Hardwareman: why do you say that? Age or model or other?

DM


----------



## user1007 (Sep 23, 2009)

DangerMouse;894982
Hardwareman: why do you say that? Age or model or other?
DM[/quote said:


> Caught my attention too. How can the oven not have a thermostat?
> And, new thermostat, if $150, is going to be less to try than a service call to have people like I trust come out and lick the oven door just to start where I am? The unit is fairly new (which of course does not necessarily mean anything) so I am not suggesting taking a screwdriver to it and tossing buckets of parts near it to see what is wrong.
> 
> But let me add that the electric element itself might need replacing for $50? OP, you did say gas stove and electric oven right? I should have read more carefully before suggesting you adjust the oven gas vents. Sorry.
> ...


----------



## DangerMouse (Jul 17, 2008)

We have a large appliance repair/resell business here that sells used parts too. This would probably be a $20.00-$50.00 (tops) fix. I replaced our rusted through washer tub for $20.00 last year if I remember right.
You might try looking at/for a business in your area like this first. 

DM


----------



## DexterII (Jul 14, 2010)

goodlow20 said:


> It will say it is still 350 but the actual temp has reduced a lot.


Goodlow, I assume that you are using a separate thermometer to determine that the range is off, but what does this mean; that the knob is set at 350, or that the digital thermometer on the range shows 350? I can understand that if the knob is set at 350, and the actual is less, the problem is very likely a thermostat or something related. On the other hand, I might be wrong, and in fact most likely am, but it seems to me that if it has a digital readout, and that readout says 350, while the actual temperature is significantly less, the problem is more likely to be a board or some such component, unless of course there are two problems, one being the thermostat or whatever, and the other being the digital thermometer.


----------



## user1007 (Sep 23, 2009)

A good old fashioned analog thermometer stuck in the oven is a great idea. I have one, and always have. 
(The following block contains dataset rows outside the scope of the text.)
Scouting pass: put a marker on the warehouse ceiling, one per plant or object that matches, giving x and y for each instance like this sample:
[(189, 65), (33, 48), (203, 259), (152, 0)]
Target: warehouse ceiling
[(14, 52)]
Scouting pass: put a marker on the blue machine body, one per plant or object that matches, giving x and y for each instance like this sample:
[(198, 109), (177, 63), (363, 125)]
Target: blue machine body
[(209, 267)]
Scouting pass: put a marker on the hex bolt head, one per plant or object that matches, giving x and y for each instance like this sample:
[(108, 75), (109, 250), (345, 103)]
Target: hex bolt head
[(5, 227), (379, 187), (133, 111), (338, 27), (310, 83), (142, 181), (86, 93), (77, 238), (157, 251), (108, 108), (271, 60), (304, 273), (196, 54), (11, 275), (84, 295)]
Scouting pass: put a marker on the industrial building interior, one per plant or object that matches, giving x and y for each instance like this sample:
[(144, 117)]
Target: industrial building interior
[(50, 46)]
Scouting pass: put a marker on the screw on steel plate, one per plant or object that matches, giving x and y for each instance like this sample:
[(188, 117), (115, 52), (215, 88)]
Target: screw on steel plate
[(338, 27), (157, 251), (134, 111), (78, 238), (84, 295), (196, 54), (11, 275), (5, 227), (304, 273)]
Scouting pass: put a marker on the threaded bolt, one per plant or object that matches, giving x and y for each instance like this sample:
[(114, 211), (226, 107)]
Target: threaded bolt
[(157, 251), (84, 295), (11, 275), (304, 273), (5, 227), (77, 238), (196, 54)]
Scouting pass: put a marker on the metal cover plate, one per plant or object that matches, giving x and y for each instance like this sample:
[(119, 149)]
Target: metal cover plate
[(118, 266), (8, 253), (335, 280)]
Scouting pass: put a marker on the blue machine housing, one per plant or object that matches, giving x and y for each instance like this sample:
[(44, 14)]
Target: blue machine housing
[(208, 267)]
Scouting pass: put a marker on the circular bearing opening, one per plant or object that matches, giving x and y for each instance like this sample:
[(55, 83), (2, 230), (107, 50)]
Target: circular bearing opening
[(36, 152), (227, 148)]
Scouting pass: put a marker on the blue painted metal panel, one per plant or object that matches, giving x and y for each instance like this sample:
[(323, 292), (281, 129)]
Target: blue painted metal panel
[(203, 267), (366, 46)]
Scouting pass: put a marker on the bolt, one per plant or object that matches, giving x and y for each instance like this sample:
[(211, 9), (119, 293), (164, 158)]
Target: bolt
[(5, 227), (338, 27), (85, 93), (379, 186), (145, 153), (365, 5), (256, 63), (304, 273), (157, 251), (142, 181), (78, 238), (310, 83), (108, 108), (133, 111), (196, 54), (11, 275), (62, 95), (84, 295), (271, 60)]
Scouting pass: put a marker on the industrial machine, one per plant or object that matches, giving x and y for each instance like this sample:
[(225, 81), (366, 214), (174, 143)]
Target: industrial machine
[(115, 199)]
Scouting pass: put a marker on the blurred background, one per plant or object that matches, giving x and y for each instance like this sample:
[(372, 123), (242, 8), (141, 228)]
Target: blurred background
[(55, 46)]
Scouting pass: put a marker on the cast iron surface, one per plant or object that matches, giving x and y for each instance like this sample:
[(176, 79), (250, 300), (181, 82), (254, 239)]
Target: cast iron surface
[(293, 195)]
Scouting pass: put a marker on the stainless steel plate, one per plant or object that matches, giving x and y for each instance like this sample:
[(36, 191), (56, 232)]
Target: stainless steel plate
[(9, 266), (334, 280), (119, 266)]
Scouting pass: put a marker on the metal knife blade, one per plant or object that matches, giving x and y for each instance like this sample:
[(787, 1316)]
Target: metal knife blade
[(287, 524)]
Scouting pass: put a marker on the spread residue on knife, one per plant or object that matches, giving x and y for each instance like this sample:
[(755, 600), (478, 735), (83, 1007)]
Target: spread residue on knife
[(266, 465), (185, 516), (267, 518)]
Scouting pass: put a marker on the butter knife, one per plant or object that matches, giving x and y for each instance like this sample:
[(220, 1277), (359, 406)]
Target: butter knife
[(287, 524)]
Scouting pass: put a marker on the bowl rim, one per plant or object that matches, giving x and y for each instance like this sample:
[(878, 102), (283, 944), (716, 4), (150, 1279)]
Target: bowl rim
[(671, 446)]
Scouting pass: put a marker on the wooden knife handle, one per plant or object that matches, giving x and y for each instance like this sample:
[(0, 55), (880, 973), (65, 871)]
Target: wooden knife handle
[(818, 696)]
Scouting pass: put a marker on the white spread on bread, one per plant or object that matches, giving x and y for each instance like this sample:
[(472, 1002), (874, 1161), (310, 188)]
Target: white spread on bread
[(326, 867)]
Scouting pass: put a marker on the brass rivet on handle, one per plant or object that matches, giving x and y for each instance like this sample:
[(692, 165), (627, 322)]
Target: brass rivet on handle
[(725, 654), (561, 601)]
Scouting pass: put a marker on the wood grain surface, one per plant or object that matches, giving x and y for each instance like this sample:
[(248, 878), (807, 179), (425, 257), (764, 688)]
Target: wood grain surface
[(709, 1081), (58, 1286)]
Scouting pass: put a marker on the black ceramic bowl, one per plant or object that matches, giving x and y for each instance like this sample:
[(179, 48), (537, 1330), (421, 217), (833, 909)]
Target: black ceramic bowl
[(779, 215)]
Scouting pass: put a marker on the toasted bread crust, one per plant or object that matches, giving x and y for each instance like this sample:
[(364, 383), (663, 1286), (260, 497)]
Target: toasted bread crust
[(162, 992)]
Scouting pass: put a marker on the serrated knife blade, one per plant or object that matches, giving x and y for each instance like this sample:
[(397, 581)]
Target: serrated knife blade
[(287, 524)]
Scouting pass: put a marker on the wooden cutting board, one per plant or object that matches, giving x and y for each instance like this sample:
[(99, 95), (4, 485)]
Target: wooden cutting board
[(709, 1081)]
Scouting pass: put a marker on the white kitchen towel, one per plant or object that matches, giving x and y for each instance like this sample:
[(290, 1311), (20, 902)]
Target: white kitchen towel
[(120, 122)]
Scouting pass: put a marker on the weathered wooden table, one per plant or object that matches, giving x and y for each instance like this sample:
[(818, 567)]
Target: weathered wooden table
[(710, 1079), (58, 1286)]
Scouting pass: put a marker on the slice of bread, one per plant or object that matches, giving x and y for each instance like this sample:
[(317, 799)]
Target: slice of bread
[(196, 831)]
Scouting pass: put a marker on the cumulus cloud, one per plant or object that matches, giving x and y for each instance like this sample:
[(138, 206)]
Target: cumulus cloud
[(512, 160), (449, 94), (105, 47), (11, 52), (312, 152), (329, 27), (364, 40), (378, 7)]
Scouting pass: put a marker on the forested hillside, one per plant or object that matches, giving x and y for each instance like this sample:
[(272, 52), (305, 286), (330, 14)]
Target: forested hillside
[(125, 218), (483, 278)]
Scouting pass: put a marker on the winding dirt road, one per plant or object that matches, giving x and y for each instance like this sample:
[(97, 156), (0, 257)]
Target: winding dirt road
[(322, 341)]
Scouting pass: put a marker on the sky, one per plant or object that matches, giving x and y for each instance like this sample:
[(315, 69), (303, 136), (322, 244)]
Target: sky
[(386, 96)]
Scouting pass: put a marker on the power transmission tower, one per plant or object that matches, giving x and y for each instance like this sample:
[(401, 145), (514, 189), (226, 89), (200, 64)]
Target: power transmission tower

$20. Sits on the rack or hangs.

I am also wondering if the thermocouple thing to the thermostat got coated with something so it is not sending signals. It is a long rod. Wipe it off with oven cleaner.


----------



## hardwareman (Oct 9, 2010)

the reason I say he probably doesn't even have a thermostat is because most all of todays ranges use a temp sensor in conjunction with the ovens electronic control. Temp sensor probably runs about $25.00 - $30.00, very cheap fix but if the op wants further help he needs to respond here and do as I suggested before and tell us how his ignitor is acting after oven runs for a spell


----------



## hardwareman (Oct 9, 2010)

let me expound a little here on my previous post.
Ranges used to have thermostats, they were electrical switches that turned the oven elements or gas valve on and off based on temperature.
Todays ranges however( if they have a digital readout) have an electronic range control (erc) and a temp. sensor. Oven sensors sense the temp in the oven cavity by increasing their internal resistance, as the ovens temp increases. This change in resistance tells the erc the ovens temp and it turns the element or burner on and off as needed. At room temp most sensors will read about 1000 ohms.
Hope this helps.


----------



## goodlow20 (Apr 6, 2012)

Thanks for all the great feedback.

Some details, recently the oven crapped out completely. It will not light to pre-heat to any temperature. I initially thought it was the ignitor as when we had the intial problems, I would hear several clicks prior to any gas flow into the oven. That is now the issue when we want to use the oven, it will click several times and we will never hear the gas flow begin.


----------



## Jacques (Jul 9, 2008)

Yeah you have spark ignition. if you don't know what you're doing with these-you'll only waste your money.


----------



## hardwareman (Oct 9, 2010)

model# would be helpful


----------